Menurut Irwanto, saat ini produksi karet tengah menurun karena kebanyakan pohon karet sudah menua sehingga produktivitasnya rendah. Produksi karet hanya sekitar 50 kg per hektar per minggu, lebih rendah daripada masa puncaknya, yakni 100 kg per hektar per minggu. Perlu waktu sekitar setengah tahun untuk membuat produktivitas tanaman kembali bagus dengan cara mengistirahatkan pohon dan memupuknya
Harga karet ke depan, sangat bergantung pada efektivitas vaksinasi di sejumlah negara. Jika vaksinasi di negara pengimpor karet berhasil, harga karet akan meningkat seiring dengan meningkatnya permintaan. (Alex K Eddy)
Adapun penamaman pohon baru sulit dilakukan apalagi di tengah kebun karet yang pohonnya telah menjulang. ”Penggunaan tanaman sela di tengah kebun karet hanya bisa dilakukan di tiga tahun pertama, yakni waktu ukurannya masih kecil,” ujarnya.
Untuk produksi lateks, belum banyak petani yang mampu menerapkannya karena terbatasnya pengetahuan. ”Apalagi saat ini pasar lateks belum jelas,” kata Irwanto. Butuh bimbingan dari pemerintah untuk bisa mengubah pola pikir petani.
Ketua Gabungan Perusahaan Karet Indonesia (Gapkindo) Sumatera Selatan Alex Kurniawan Eddy menyatakan, memang dalam rupiah harga karet turun tetapi dilihat dari mata uang dollar AS, harga karet tetap pada kisaran 1,55 dollar AS per kg (harga di atas kapal).
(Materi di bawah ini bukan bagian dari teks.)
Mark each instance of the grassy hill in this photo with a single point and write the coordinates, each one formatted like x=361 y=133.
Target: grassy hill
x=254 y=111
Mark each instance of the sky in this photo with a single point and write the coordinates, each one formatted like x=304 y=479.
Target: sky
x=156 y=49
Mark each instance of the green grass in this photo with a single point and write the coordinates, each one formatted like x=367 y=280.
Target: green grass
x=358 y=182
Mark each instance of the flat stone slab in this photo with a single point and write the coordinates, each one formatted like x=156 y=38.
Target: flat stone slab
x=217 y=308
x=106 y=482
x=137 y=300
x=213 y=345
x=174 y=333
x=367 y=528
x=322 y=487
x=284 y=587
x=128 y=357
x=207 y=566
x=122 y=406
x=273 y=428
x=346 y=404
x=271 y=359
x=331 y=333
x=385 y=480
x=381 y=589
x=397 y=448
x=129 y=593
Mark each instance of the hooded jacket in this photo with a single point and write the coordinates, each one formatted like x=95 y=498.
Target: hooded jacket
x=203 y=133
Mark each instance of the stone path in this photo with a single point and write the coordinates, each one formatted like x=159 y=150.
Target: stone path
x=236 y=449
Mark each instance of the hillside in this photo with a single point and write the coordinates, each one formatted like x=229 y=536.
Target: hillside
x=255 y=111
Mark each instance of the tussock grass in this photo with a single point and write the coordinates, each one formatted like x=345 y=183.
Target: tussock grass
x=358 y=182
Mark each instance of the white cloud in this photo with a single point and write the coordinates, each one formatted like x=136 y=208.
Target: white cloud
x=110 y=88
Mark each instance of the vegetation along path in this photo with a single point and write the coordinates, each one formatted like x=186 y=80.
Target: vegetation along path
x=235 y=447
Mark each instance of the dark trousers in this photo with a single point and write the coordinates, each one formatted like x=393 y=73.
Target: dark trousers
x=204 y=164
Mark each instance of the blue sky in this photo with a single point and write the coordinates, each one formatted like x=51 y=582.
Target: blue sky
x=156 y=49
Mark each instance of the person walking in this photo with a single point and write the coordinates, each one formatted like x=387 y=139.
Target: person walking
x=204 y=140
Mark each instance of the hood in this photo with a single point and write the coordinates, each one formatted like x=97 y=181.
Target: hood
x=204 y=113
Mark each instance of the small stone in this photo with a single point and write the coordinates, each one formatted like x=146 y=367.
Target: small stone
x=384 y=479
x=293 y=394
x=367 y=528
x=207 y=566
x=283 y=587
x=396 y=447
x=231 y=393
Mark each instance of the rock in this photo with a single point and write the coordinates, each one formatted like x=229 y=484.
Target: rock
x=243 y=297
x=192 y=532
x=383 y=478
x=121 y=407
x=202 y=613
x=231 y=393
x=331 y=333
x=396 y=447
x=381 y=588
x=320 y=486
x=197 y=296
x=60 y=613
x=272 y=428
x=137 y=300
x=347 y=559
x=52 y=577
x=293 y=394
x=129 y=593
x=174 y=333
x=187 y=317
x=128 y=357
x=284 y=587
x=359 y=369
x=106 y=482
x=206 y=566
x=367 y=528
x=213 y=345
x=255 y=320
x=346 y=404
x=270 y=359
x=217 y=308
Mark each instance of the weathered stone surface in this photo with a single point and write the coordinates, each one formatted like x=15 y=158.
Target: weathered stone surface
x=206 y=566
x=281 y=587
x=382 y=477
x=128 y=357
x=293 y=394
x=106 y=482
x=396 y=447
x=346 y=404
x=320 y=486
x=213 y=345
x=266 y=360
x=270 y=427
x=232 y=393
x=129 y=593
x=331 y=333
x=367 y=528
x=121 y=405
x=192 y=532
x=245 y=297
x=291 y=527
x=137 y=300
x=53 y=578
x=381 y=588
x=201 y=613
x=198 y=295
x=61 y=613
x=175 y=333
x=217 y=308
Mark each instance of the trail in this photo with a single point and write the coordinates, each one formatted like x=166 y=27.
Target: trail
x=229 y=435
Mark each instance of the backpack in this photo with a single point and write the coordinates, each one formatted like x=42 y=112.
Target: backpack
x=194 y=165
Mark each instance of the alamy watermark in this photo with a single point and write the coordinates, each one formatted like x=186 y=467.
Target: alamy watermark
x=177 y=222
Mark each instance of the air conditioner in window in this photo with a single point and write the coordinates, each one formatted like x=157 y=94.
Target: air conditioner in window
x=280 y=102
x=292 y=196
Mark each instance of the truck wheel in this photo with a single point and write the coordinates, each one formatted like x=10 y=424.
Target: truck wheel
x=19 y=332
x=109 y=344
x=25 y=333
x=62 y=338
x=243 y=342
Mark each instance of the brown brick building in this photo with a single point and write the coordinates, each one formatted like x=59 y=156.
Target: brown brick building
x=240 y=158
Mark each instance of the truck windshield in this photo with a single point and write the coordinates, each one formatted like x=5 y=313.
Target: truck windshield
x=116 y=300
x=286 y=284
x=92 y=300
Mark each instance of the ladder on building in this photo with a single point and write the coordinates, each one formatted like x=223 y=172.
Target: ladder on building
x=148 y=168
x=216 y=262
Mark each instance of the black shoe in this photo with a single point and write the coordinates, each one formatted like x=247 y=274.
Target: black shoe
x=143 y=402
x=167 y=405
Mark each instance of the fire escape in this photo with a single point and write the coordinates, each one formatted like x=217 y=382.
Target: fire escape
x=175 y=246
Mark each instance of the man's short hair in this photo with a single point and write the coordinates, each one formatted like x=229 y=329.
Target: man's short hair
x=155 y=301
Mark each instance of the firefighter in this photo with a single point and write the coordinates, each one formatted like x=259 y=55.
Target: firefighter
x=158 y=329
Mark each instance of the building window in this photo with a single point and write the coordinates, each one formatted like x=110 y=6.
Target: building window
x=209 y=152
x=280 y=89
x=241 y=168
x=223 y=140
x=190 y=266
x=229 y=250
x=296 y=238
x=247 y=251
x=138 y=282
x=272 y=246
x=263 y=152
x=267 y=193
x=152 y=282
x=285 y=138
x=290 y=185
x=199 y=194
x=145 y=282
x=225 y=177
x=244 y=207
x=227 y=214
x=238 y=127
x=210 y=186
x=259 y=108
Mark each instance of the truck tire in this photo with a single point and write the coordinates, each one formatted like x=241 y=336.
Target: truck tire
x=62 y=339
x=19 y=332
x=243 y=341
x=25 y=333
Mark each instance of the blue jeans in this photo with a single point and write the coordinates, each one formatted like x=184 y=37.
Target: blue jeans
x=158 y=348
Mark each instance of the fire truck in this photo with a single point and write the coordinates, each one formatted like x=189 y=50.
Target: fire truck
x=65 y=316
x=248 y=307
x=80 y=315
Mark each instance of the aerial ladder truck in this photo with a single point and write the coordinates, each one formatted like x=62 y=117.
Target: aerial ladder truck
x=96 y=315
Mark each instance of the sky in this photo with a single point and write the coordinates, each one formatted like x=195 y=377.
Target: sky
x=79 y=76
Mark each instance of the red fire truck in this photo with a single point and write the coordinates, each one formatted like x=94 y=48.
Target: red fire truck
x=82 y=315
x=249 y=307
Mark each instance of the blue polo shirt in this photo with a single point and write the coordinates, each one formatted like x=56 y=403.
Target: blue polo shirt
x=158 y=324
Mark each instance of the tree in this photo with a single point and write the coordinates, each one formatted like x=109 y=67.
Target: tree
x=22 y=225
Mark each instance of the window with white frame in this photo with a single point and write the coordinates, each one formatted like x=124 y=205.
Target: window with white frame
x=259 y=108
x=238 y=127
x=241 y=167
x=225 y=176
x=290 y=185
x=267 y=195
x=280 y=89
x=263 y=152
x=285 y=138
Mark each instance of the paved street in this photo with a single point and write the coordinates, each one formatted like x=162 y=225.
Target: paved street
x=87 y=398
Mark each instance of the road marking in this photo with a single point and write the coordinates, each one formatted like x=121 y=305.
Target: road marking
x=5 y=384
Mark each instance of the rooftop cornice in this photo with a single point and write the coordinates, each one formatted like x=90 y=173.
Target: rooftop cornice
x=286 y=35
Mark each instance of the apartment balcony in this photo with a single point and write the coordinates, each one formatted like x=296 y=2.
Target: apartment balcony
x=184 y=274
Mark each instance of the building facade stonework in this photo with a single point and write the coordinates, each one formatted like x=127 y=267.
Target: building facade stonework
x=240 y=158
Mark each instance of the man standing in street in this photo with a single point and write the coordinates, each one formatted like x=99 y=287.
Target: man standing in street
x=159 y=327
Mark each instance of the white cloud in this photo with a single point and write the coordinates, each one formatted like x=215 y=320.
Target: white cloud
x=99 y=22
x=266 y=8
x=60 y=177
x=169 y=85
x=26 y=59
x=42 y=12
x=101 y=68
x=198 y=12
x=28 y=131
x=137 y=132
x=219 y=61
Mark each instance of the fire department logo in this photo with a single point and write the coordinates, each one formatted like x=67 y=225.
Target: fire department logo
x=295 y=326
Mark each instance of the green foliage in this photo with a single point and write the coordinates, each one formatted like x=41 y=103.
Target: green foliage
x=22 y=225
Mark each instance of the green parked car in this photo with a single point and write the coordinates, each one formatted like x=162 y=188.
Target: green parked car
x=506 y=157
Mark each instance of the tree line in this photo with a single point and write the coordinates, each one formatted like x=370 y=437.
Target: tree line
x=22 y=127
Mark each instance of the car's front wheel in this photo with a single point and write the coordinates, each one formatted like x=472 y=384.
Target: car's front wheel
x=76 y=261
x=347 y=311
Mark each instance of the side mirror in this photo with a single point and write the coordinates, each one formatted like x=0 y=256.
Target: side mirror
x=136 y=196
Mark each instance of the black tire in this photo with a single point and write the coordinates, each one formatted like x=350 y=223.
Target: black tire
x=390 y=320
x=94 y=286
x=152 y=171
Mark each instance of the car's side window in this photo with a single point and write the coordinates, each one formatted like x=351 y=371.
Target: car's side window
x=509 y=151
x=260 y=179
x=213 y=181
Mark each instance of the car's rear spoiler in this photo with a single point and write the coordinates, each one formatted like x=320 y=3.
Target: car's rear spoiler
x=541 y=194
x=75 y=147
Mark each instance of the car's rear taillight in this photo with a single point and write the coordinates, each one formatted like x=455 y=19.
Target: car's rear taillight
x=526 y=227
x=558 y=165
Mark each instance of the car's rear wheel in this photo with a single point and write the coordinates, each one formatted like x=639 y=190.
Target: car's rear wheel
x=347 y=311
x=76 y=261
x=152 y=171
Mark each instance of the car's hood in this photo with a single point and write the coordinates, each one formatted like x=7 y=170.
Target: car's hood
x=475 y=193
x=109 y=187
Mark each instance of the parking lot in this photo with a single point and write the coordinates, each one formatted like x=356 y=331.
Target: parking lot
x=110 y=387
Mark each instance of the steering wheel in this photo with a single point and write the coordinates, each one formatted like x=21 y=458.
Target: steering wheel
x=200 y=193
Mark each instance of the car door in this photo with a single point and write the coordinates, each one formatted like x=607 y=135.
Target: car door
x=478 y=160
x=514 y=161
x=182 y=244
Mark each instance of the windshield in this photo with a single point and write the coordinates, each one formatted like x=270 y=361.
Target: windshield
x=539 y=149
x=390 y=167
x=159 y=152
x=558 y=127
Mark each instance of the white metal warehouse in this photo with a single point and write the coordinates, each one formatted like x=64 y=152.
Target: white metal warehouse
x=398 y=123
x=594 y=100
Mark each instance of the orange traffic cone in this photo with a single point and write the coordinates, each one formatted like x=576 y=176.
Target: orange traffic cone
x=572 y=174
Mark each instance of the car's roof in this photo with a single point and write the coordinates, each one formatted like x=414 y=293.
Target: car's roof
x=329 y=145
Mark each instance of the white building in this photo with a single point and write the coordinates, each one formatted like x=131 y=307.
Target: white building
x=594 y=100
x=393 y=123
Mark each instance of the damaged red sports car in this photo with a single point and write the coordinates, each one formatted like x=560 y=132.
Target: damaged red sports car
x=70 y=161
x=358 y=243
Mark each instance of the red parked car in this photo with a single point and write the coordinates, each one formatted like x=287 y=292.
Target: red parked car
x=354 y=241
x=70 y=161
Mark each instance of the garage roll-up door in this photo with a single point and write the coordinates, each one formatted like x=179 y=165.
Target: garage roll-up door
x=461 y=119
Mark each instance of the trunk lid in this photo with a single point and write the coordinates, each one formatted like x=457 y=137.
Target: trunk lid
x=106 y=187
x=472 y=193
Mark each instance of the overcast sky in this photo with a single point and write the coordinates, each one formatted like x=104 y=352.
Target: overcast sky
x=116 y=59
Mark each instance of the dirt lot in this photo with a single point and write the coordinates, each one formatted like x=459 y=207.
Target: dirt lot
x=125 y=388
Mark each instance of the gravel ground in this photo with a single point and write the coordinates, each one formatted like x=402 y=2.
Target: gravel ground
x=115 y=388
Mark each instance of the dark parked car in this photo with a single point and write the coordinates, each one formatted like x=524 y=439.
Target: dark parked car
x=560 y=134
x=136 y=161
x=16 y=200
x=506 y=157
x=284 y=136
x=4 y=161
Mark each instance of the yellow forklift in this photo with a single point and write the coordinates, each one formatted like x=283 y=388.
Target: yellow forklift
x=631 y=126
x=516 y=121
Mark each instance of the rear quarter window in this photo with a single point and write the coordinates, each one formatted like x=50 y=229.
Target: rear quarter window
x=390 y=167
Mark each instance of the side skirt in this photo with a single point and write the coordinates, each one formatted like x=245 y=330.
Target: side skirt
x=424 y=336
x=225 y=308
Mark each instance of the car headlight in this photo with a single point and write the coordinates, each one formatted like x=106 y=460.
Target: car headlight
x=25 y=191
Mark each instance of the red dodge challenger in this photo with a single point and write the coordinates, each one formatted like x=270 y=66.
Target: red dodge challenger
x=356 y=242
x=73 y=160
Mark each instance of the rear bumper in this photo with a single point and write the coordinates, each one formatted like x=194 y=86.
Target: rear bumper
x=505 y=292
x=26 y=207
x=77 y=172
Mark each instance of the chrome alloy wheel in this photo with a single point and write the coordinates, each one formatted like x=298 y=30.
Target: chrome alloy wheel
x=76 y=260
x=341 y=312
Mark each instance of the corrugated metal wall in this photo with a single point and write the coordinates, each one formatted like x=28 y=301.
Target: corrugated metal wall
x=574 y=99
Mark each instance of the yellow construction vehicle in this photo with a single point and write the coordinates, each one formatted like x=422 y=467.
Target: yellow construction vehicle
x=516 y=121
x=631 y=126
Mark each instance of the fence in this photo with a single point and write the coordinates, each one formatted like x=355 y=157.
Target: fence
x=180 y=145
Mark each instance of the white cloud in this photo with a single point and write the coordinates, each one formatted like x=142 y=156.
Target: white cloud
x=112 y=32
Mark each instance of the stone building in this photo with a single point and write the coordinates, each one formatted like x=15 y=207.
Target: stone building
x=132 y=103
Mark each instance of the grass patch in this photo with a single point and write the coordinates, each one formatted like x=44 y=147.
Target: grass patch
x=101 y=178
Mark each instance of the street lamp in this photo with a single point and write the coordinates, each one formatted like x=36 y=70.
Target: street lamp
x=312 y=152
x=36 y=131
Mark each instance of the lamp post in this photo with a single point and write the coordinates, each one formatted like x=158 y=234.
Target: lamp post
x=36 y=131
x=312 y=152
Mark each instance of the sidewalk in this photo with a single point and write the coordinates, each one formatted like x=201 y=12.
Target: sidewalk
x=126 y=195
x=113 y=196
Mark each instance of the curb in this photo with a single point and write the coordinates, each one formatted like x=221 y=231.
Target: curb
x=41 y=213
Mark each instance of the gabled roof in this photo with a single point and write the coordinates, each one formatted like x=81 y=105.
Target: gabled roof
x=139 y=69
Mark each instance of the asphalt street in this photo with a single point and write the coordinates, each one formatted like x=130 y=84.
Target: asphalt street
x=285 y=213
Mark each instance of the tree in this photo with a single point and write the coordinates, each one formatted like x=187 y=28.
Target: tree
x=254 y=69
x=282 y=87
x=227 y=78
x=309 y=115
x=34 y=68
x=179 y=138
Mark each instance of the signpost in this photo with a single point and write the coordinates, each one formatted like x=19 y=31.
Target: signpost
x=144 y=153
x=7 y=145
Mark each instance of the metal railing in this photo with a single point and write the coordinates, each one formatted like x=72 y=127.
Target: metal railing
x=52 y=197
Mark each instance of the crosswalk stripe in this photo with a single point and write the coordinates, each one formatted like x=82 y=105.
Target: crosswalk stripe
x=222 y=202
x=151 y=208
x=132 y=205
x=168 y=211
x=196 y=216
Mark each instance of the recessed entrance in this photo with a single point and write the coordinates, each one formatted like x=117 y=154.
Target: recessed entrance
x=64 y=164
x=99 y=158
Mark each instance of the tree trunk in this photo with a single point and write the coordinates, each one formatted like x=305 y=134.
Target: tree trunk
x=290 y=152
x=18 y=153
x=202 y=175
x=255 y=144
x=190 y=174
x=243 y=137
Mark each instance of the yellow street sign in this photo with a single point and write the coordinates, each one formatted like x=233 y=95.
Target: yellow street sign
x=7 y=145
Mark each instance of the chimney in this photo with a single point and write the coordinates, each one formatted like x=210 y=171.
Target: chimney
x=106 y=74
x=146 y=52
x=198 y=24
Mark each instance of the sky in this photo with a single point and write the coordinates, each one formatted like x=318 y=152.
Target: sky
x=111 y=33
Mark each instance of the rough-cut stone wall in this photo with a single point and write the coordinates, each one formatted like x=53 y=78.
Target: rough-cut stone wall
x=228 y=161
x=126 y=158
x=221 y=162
Ini jauh lebih baik daripada awal pandemi di mana harga karet di atas kapal sekitar 1,06 -1,08 dolar AS per kg.
Alex mengatakan, selain pergerakan di pasar global, harga karet di tingkat petani juga sangat bergantung pada kondisi infrastruktur dari kebun karet ke pabrik. ”Jika kondisi jalan dari kebun menuju pabrik rusak, biaya transportasi akan meningkat dan petanilah yang menanggung biaya tersebut. Dampaknya uang yang diterima petani tidak maksimal,” ujarnya.
Menurut Alex, harga karet ke depan, sangat bergantung pada efektivitas vaksinasi Covid-19 di sejumlah negara. Jika vaksinasi Covid-19 di negara pengimpor karet berhasil, harga karet akan meningkat seiring dengan meningkatnya permintaan. Sebaliknya, jika pandemi masih menyeruak, pergerakan ekonomi akan tersendat dan pemesanan karet pun akan menurun. ”Dampaknya, harga karet pun akan semakin terpuruk,” jelas Alex.